But when I see the Pixel 11 Pro XL oval back to the same camera bar design, I cannot help but feel like I am watching a loop play out in real time. It's not just Google, it's how the majority of the smartphone industry is currently doing.

The reality is that new phone models arrive every year and that has started to feel more like a constraint than an innovation cycle. A year simply is not enough time to deliver meaningful, noticeable upgrades.

In reality, the changes that actually reshape how a phone looks or feels tend to take closer to two years, sometimes even longer. Yet companies, including Google, are locked into this annual release schedule because stepping away from it is not really an option in such a competitive market.

Not upgrades, but updates


From where I stand, this creates an awkward middle ground where new releases feel less like true generational leaps and more like iterative updates.

The Pixel 11 Pro XL (at least based on what we are seeing so far) fits into that pattern. It is not a bad thing on its own, but it becomes harder to justify when the design remains almost untouched.

If a phone looks nearly identical to its predecessor, then I expect the internal changes to carry the weight. That is where things get complicated for Google. The broader smartphone space has clearly hit a plateau, and the easy wins are long gone.

Let's keep it real




Nowadays, phone performance improvements are becoming more incremental and often, they're barely noticeable in day-to-day use.

If you use your phone for social media, some photo editing, listening to music and map navigation, I can guarantee you that a phone powered by the Snapdragon 8 Gen 3 is more than enough for you even in 2026. And that's a chipset from 2023.

In other words, you probably don't need that Snapdragon 8 Elite Gen 5 top-of-the-line silicon, unless you have some very specific (and demanding) tasks in mind.

Where is Google?


Google's situation is even more delicate because its Tensor chips have not quite matched the raw performance of flagship processors from Qualcomm or Apple.

True, Pixel phones typically stand out with their software features and AI capabilities. But there's a noticeable gap when it comes to sheer power and efficiency.
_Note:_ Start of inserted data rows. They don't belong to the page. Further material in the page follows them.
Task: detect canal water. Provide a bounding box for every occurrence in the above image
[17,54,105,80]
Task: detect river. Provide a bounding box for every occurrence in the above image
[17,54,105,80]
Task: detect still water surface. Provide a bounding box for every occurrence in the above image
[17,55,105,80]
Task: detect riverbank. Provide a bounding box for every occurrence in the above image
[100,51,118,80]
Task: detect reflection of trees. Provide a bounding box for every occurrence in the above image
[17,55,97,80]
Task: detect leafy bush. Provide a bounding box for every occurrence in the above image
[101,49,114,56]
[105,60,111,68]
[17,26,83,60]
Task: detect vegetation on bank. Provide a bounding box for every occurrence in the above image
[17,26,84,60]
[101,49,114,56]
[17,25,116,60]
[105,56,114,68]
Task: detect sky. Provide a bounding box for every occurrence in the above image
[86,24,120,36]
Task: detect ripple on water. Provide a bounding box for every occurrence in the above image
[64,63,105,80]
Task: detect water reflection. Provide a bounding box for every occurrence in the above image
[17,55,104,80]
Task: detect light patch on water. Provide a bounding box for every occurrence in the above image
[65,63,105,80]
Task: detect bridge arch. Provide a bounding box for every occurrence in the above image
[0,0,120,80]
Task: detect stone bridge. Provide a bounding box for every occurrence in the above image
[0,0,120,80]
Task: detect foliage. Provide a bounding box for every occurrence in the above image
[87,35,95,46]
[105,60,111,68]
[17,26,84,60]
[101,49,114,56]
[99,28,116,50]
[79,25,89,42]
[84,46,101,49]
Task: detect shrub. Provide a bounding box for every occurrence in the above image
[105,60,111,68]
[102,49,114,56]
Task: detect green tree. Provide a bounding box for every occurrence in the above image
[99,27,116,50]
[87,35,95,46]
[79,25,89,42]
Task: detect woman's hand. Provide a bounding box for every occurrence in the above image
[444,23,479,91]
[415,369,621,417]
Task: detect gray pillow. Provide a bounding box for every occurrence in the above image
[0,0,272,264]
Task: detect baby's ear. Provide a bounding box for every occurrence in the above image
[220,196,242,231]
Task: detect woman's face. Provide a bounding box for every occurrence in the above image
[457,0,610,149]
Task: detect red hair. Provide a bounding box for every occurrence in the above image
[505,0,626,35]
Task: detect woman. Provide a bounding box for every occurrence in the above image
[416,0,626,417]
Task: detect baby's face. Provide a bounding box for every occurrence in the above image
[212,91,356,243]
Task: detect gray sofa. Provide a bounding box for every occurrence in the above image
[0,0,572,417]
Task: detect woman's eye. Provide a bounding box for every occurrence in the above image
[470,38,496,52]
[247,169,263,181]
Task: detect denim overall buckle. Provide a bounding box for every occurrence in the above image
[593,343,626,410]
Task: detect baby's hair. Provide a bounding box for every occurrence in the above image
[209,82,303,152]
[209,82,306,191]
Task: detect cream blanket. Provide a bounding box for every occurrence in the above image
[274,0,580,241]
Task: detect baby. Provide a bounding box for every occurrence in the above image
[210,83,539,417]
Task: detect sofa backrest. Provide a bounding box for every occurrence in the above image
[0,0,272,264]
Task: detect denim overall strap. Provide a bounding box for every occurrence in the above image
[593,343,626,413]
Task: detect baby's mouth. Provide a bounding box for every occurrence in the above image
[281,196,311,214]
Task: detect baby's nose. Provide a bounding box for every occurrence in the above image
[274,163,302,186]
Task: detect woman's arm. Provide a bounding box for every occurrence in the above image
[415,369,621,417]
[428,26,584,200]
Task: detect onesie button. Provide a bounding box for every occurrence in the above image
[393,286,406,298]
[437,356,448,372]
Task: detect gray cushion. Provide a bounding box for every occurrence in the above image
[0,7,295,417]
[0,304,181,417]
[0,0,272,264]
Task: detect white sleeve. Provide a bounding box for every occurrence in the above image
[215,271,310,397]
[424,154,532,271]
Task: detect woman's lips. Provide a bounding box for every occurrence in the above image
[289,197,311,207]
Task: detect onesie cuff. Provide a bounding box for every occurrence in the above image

That gap makes it harder for Google to rely purely on internal upgrades to sell a new phone generation.

The camera bar angle




This is where the camera bar enters the game. It is one of the Pixel line's defining visual traits, something that instantly sets it apart from other phones. When I thought Google might slightly reshape it, even just moving from an oval to a more rectangular look, it felt like a small but meaningful step forward.

Let me put it this way – it doesn't matter whether I find it aesthetically appealing or not, it's just a change.

Not revolutionary, but at least a signal that the company was willing to evolve its design language.

Seeing it go back to the well-known oval (in the latest leaks) makes the Pixel 11 Pro XL feel safer than it should be.